May 10, 2021
SEC Cease-and-Desist
On March 24, 2021, the Securities and Exchange Commission (SEC) filed cease-and-desist proceedings against investment adviser Scott Wolfrum of Indianapolis, Indiana for failing to disclose conflicts of interest when making investment recommendations to clients from December 2015 to June 2018.
During this time, Wolfrum was associated with two broker dealers in Indianapolis that are registered with the SEC and FINRA. Wolfrum was associated with David A. Noyes & Company from May 2013 to January 2018 and Huntleigh Securities Corporation from January 2018 to September 2019.
During this time period, Wolfrum provided investment advice to clients under Wolfrum Capital Management, an unregistered investment adviser that he solely owned, and through these registered firms.
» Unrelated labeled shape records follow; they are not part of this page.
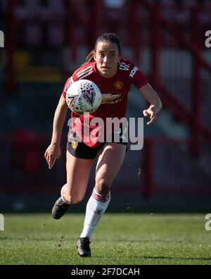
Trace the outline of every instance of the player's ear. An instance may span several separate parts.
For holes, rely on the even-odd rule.
[[[94,60],[96,61],[96,52],[94,50],[92,51],[92,55],[93,55]]]

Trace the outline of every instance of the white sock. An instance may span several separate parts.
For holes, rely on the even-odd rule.
[[[60,197],[62,197],[63,201],[64,202],[65,202],[66,204],[70,204],[70,202],[66,202],[66,201],[65,200],[65,199],[64,199],[64,197],[63,197],[63,190],[64,190],[64,188],[65,188],[66,187],[67,187],[67,184],[65,184],[65,185],[62,187],[62,188],[61,188],[61,190],[60,190]]]
[[[93,190],[87,204],[84,228],[80,237],[91,237],[94,230],[106,211],[110,200],[110,192],[107,196],[103,196],[94,189]]]

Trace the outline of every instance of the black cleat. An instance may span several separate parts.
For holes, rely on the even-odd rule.
[[[77,254],[80,256],[91,256],[89,243],[91,242],[89,237],[80,237],[77,240],[76,243],[76,248]]]
[[[54,219],[60,219],[67,211],[70,204],[66,204],[63,201],[60,197],[55,202],[54,206],[52,209],[52,216]]]

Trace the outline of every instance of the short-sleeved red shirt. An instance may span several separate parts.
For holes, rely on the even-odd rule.
[[[63,97],[65,98],[68,88],[74,82],[83,79],[95,82],[102,94],[101,106],[96,111],[89,115],[89,118],[91,120],[94,117],[100,117],[103,121],[106,121],[106,118],[120,119],[125,117],[127,97],[131,85],[134,84],[136,88],[139,89],[148,83],[139,68],[127,58],[120,60],[116,74],[108,78],[103,78],[99,74],[96,62],[94,61],[82,66],[68,79],[63,91]],[[82,142],[84,142],[90,147],[98,147],[101,143],[84,140],[83,132],[82,135],[77,132],[77,131],[83,131],[84,116],[83,115],[78,116],[74,112],[72,112],[71,116],[72,118],[79,118],[72,128]],[[95,128],[96,127],[89,126],[90,131]]]

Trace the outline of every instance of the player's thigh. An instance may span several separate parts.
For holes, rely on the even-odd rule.
[[[87,190],[93,160],[76,158],[68,151],[66,156],[67,194],[75,199],[82,200]]]
[[[103,145],[98,154],[96,168],[96,185],[104,184],[110,187],[124,161],[126,145],[109,143]]]

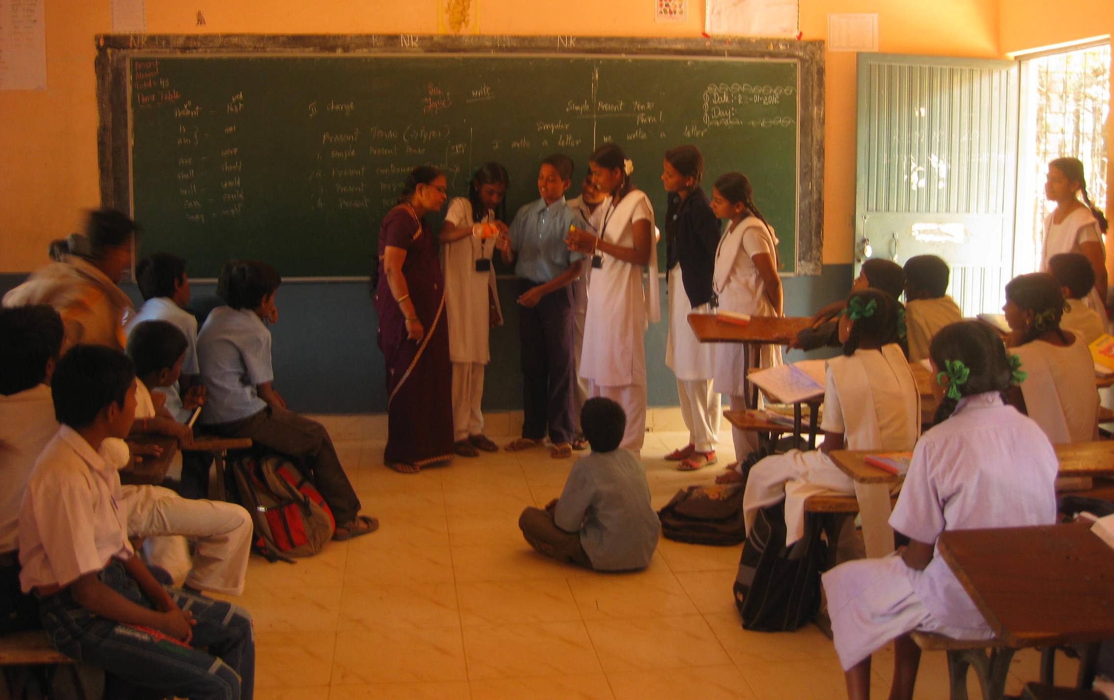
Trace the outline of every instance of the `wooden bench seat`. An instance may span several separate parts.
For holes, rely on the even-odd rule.
[[[42,630],[0,634],[0,665],[47,663],[74,663],[74,660],[51,646]]]

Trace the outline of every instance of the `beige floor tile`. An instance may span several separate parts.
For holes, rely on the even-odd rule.
[[[335,640],[335,632],[256,632],[256,688],[328,686]]]
[[[698,611],[672,573],[610,574],[570,579],[585,620],[695,615]]]
[[[349,554],[344,585],[411,583],[452,583],[449,547],[367,548]]]
[[[759,700],[731,664],[607,674],[615,700]]]
[[[471,680],[600,670],[580,621],[470,626],[463,633]]]
[[[736,572],[730,568],[713,571],[682,571],[676,574],[685,593],[702,613],[736,614],[732,586]]]
[[[731,662],[700,615],[587,620],[585,625],[608,673]]]
[[[704,615],[716,639],[737,665],[789,661],[838,663],[836,648],[815,625],[794,632],[752,632],[744,630],[737,612]]]
[[[254,582],[266,582],[267,587],[339,586],[344,581],[348,543],[330,542],[314,556],[285,562],[268,562],[262,556],[247,560],[245,590]]]
[[[460,628],[336,633],[333,684],[467,680]]]
[[[673,572],[739,570],[739,556],[743,545],[713,547],[701,544],[685,544],[662,537],[657,551]]]
[[[329,700],[329,686],[256,688],[255,700]]]
[[[333,686],[330,700],[470,700],[468,681]]]
[[[603,673],[470,681],[472,700],[612,700]]]
[[[525,506],[524,506],[525,507]],[[524,544],[517,513],[453,514],[447,516],[449,544],[500,545],[517,548]]]
[[[339,630],[458,626],[457,591],[451,583],[346,585]]]
[[[564,579],[458,583],[465,626],[579,620]]]

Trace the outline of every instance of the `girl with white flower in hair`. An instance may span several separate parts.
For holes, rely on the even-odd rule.
[[[851,700],[870,698],[870,655],[890,641],[889,697],[912,698],[920,664],[913,630],[965,640],[994,636],[937,556],[940,533],[1056,521],[1056,453],[1032,419],[1003,402],[1012,385],[1028,383],[1017,356],[1007,356],[990,327],[961,321],[936,333],[929,359],[941,399],[938,422],[917,443],[889,518],[910,542],[889,556],[847,562],[823,575]]]
[[[634,186],[634,164],[615,144],[596,148],[589,167],[592,184],[612,200],[598,236],[571,229],[566,240],[569,250],[588,256],[593,268],[580,377],[588,381],[589,396],[607,397],[623,407],[627,424],[619,447],[637,454],[646,434],[644,337],[647,324],[662,319],[654,207]]]

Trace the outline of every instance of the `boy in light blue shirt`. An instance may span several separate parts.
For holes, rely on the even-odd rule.
[[[227,307],[214,309],[197,336],[197,359],[208,400],[202,422],[225,437],[251,438],[256,445],[304,466],[336,521],[333,539],[351,539],[379,527],[360,515],[360,498],[341,466],[324,426],[286,408],[275,391],[271,369],[271,331],[264,320],[278,320],[275,293],[278,271],[254,260],[225,263],[216,293]]]
[[[580,424],[592,454],[573,465],[560,498],[545,511],[522,511],[522,536],[546,556],[596,571],[645,568],[657,548],[661,523],[649,505],[642,463],[619,448],[626,428],[623,407],[604,397],[588,399]]]
[[[569,226],[584,218],[565,202],[573,185],[573,159],[554,154],[538,169],[541,198],[518,210],[509,235],[499,241],[519,279],[519,340],[522,364],[522,437],[516,451],[540,445],[549,432],[553,457],[573,454],[573,288],[583,255],[565,244]]]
In February 2018, Wolfrum became 50% owner of Foundry Capital Group (FCG), and by July 2018, Wolfrum became 100% owner of FCG.
According to the SEC Order, Wolfrum sold over $20 million in interests in Foundry Mezzanine Opportunity Fund (FMOF), a private fund that provides lending to and invests in small businesses, without disclosing to these investors that FCG is the general partner for FMOF. Wolfrum also failed to disclose that he and his family had 7.5% equity interest in two of FMOF’s holdings and that he received $140,125 in finder’s fees for facilitating two FMOF investments.
As a result of the foregoing, Wolfrum violated Section 206(2) of the Advisers Act, which prohibits investment advisers from engaging “in any transaction, practice, or course of business which operates as a fraud or deceit upon any client or prospective client.” Anticipating the SEC Order, Wolfrum presented an Offer of Settlement and agreed to cease-and-desist from further violations of relevant securities laws, a bar from serving as a broker, dealer, investment adviser, or other position directly related to the securities industry. The SEC also ordered Wolfrum to pay disgorgement of $140,125, prejudgment interest of $21,354, and $75,000 in civil penalties to the SEC.